2026-06-30

DDIM (Denoising Diffusion Implicit Models)

DDIM is a faster deterministic sampling method for [[Diffusion Model|diffusion models]] that generalizes [[Diffusion Model|DDPM]] by relaxing the Markovian assumption. It enables 10-50× fewer sampling steps while maintaining comparable quality, and introduces the crucial concept of deterministic inversion between noise and data.

1. Core Concept

1.1 Motivation

[[Diffusion Model|DDPM]] problem: Requires 1000 steps for high-quality sampling.

Root cause: The reverse process must closely follow the forward process’s path, which was defined as a [[Markov Process|Markov chain]] with small Gaussian steps.

DDIM insight: The [[Diffusion Model|DDPM]] objective only depends on marginals $q (x_{t} ∣ x_{0})$ , not on the specific joint distribution $q (x_{1 : T} ∣ x_{0})$ . This means we can define a different forward process that shares the same marginals but allows faster reverse sampling.

1.2 Key Innovation

DDIM defines a non-Markovian forward process:

[[Diffusion Model|DDPM]] forward: $q (x_{t} ∣ x_{t - 1})$ (Markovian)
DDIM forward: $q (x_{t - 1} ∣ x_{t}, x_{0})$ (non-Markovian, conditions on $x_{0}$ )

Both share the same marginal distribution:

q (x_{t} ∣ x_{0}) = N (x_{t}; \sqrt{{\bar{α}}_{t}} x_{0}, (1 - {\bar{α}}_{t}) I)

[!NOTE] Core Insight
DDIM proves that the [[Diffusion Model|DDPM]] training objective is valid for a family of inference distributions, not just the Markovian one.

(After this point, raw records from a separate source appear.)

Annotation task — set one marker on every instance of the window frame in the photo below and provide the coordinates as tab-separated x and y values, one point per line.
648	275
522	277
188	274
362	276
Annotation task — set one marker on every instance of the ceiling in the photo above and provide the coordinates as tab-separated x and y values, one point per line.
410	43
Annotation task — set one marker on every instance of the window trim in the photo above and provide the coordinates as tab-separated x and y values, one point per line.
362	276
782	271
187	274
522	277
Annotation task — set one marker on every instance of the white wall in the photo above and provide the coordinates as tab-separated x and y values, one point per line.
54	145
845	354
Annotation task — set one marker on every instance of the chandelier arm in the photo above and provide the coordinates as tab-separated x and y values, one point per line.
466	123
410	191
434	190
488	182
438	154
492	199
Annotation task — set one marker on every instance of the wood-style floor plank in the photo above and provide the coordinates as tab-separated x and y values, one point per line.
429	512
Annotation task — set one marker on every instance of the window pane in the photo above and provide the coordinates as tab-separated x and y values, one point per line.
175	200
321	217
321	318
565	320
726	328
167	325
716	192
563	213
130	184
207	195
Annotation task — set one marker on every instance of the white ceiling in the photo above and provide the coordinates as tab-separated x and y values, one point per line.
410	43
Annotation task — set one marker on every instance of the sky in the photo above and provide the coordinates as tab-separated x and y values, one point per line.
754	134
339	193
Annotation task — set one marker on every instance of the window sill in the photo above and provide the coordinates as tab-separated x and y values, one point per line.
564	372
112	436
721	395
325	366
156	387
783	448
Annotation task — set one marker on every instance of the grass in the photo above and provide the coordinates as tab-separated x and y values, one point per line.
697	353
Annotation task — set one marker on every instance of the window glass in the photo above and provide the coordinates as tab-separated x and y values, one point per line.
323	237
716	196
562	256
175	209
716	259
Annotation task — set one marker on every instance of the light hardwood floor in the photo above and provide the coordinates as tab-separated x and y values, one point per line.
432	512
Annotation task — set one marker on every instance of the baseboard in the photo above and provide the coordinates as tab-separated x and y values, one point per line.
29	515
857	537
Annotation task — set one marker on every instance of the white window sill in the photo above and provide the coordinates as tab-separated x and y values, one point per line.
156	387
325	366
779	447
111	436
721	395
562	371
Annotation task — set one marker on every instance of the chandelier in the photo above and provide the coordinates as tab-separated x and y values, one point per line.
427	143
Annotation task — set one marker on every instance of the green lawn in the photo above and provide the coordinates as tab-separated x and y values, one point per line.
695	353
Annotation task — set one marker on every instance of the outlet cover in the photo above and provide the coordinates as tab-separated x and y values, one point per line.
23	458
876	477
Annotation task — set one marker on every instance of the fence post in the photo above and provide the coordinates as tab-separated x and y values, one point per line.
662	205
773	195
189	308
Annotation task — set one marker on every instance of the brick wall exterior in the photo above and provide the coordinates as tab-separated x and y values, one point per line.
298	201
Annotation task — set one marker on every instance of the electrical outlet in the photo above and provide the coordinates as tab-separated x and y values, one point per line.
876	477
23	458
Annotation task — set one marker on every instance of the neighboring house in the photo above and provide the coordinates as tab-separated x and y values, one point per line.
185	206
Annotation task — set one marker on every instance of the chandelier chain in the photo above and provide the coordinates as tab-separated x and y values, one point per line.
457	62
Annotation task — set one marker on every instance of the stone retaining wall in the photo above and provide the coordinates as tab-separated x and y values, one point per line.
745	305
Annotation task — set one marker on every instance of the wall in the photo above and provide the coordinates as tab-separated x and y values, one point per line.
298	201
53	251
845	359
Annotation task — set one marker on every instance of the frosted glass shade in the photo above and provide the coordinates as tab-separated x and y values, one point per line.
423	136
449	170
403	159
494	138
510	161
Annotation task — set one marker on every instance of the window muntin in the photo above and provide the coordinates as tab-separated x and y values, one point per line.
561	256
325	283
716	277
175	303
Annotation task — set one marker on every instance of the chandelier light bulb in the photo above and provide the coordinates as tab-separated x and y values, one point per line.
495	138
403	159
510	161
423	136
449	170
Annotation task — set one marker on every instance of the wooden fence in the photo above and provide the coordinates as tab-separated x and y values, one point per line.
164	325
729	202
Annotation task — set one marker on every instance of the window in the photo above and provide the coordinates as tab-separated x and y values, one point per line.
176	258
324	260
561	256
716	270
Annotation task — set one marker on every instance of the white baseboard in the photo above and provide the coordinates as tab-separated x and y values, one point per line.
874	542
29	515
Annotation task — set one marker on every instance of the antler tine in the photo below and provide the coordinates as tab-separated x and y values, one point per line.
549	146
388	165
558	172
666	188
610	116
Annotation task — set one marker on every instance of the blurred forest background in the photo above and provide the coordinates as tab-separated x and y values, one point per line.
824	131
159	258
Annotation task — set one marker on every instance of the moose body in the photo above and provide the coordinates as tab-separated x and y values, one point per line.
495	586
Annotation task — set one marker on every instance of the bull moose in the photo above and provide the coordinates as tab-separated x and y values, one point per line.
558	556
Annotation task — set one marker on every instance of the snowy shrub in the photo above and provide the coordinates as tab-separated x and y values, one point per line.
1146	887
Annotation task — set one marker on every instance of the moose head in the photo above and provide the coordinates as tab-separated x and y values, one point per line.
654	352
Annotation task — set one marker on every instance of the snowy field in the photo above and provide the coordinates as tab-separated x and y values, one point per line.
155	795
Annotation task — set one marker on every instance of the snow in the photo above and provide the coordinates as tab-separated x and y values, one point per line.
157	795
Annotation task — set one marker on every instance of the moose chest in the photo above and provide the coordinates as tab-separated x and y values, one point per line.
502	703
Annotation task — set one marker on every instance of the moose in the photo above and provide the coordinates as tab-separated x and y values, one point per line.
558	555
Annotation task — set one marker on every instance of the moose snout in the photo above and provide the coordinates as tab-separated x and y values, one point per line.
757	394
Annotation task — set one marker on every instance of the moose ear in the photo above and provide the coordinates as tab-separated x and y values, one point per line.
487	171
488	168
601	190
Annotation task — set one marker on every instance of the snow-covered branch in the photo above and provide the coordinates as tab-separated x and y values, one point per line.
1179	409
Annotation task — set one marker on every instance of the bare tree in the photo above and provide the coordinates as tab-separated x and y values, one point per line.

By choosing a non-Markovian inference distribution, we can produce higher quality samples with fewer steps.

2. Mathematical Foundation

2.1 [[Diffusion Model|DDPM]] Review

[[Diffusion Model|DDPM]] forward process (Markov):

q (x_{1 : T} ∣ x_{0}) = \prod_{t = 1}^{T} q (x_{t} ∣ x_{t - 1})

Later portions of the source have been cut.